Lippes began his fashion career at Polo Ralph Lauren in 1995, before moving to Oscar de la Renta, where he was quickly promoted to Global Creative Director. From 1996 to 2003, he worked closely with de la Renta throughout the company, including design, marketing and new business development.

===Own Label===
In 2004, Lippes launched his own collection of cotton basics under the label ADAM + EVE. Following an appearance on The Oprah Winfrey show, and investment from The Atelier Fund, a Compagnie Richemont Investment Vehicle the company evolved from cotton basics into wider contemporary collections, known as ADAM.

Lippes was inducted into the Council of Fashion Designers of America in 2007, and staged his first formal runway show New York Fashion Week 2007, making the cover of Women's Wear Daily. Vanity Fair put him on its "Next Establishment" list in October 2007. ADAM opened its own shops in New York City, Buffalo, and Bryn Mawr, Pennsylvania and worked with Mango with collections sold around the world.

In August 2010, ADAM was acquired by Kellwood Company. After the parting of Kellwood's CEO Michael Kramer, Lippes bought back his label in 2012.

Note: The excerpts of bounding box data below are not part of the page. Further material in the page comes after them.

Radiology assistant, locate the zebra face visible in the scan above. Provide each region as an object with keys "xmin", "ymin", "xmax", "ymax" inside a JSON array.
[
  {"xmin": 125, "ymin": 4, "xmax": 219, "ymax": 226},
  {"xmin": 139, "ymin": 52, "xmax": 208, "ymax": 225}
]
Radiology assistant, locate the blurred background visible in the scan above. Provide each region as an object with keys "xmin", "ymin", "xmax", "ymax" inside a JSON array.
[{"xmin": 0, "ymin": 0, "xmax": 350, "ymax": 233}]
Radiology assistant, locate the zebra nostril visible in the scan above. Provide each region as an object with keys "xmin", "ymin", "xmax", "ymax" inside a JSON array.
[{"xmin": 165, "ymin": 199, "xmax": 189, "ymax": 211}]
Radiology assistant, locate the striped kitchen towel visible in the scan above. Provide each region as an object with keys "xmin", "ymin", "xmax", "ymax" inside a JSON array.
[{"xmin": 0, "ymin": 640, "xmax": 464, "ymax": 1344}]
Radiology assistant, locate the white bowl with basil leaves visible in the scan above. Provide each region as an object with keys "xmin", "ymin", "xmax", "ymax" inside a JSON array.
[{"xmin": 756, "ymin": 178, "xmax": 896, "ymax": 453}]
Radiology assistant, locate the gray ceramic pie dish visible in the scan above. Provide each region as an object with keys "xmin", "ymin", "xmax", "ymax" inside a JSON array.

In 2013, the Adam Lippes brand made its debut. The Adam Lippes brand is based on Lippes's core concept of understated and luxurious designer sportswear with an emphasis on refined fabrics and tailoring. The collection was met with critical acclaim and appears regularly in the press and on style influencers worldwide.

Adam Lippes produces four collections annually: Pre-Spring, Spring/Summer, Pre-Fall, and Fall/Winter. The brand is represented in over 75 luxury retailers in 20 nations and online. Current retailers include Bergdorf Goodman, Matches, Neiman Marcus, Net-a-Porter, and Saks Fifth Avenue.

For Fall 2015, Adam Lippes was the annual designer partnership with Target.

On Inauguration Day 2025, Melania Trump wore one of his dresses, a navy silk wool double-breasted coat, combined with a black and white hat designed by New York-based milliner Eric Javits. Beneath her coat, there was a silk wool pencil skirt and an ivory silk crepe blouse, all in white. The First Lady had previously worn Lippes several times. Michelle Obama, Jill Biden and Kamala Harris also favored creations by the New York designer.

==Personal life==

Lippes is active in fundraising for the Sandra F. Lippes Foundation at Roswell Park Comprehensive Cancer Center, and has been a co-chair at the Whitney Museum of American Art and on the board of God's Love We Deliver.

He lives in New York City and the Berkshires.